I appeal to everyone who has an interest in the baboons not to depend on other people’s opinions, but to dig for the truth by looking at all the factual information and data, and to fully understand all aspects of the issue so that an informed decision can be taken. This is important because the baboons’ lives and wellbeing are at stake, and if we make the wrong decision, we could be causing more harm.

From the information that has been shared on various platforms, it seems that over the last 12 – 18 months two baboons have been run over, two were poached and turned into bush meat, one female was shot dead (and her baby lost), and one old female was badly bitten by dogs. So out of seven recorded deaths, six were directly at the hands of man. This does not even include the injured baboons – those who were shot at, stoned, and had dogs set on them – the list is long. People do not need to be protected from the baboons – baboons need to be protected from people!
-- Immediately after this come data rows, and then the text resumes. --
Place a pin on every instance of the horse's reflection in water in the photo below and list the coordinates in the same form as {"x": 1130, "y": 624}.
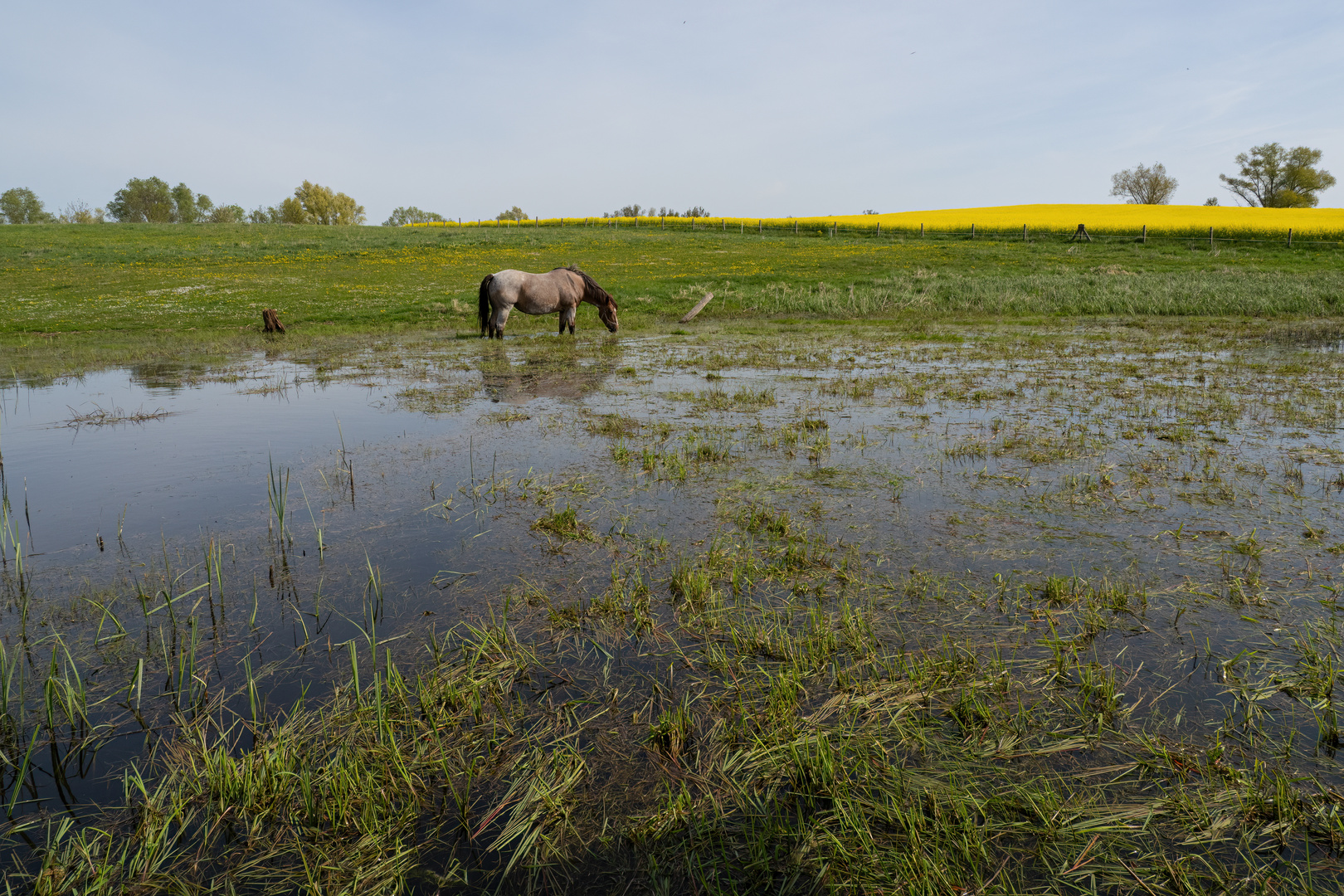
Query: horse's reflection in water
{"x": 546, "y": 373}
{"x": 520, "y": 387}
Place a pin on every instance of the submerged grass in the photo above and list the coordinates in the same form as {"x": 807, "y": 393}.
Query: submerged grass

Clearly, if we look around the world, mankind is the most destructive, unrelenting and pervasive threat to nature and wildlife. This is undisputed. Any natural havens that have been carved out for nature preservation are always under threat from external anthropogenic pressures.

The only question we should consider here is: What is best for the baboons? It is not about what you want, or what I want, but what is in their best interest. How can we keep this troop of baboons safe from humans?

Baboons are drawn to houses, refuse sites, bins etc. due to the fact that they provide a high-energy food source, which they don’t have to forage for in their natural habitat. This readily available food is bad for them compared to their natural diet, and results in bad teeth, obesity, sugar addictions… simply put, our food is bad for their health. To get to houses, they have to cross busy roads, and run the gauntlet of some humans who are cruel and uncaring.

Many have rightly argued that the bins and waste area must be sorted out. However, the Municipality has been unable to successfully deal with this, and the waste area at the library is still open. Very little action has been taken, despite promises and discussions. It seems it will be at least another six months or more before lockable bins can be enforced.

Clarence Drive is a provincial road, not municipal. Any actions on Clarence Drive (speed limits, calming measures etc.) are likely to involve processes that could take years. What will happen to the baboons in the meantime? While fully aware that we live in a biosphere, the reality is that in the urban areas, it is clearly too dangerous for the baboons. Something has to change if we really do care about the baboons. If we continue to cling to the romanticised notion of living with the baboons in our village, it will only end in more baboon deaths, because some humans will kill them, despite others’ best efforts and desire to prevent this from happening.

For me a safe baboon is a baboon out of town, beyond Clarence Drive and the unpredictable and dangerous people in every community – not just ours. We should not try to make them our ‘friends’ and in doing so love them to death. Any decisions we make, or support we offer, please, let it be based on what is best for the baboons.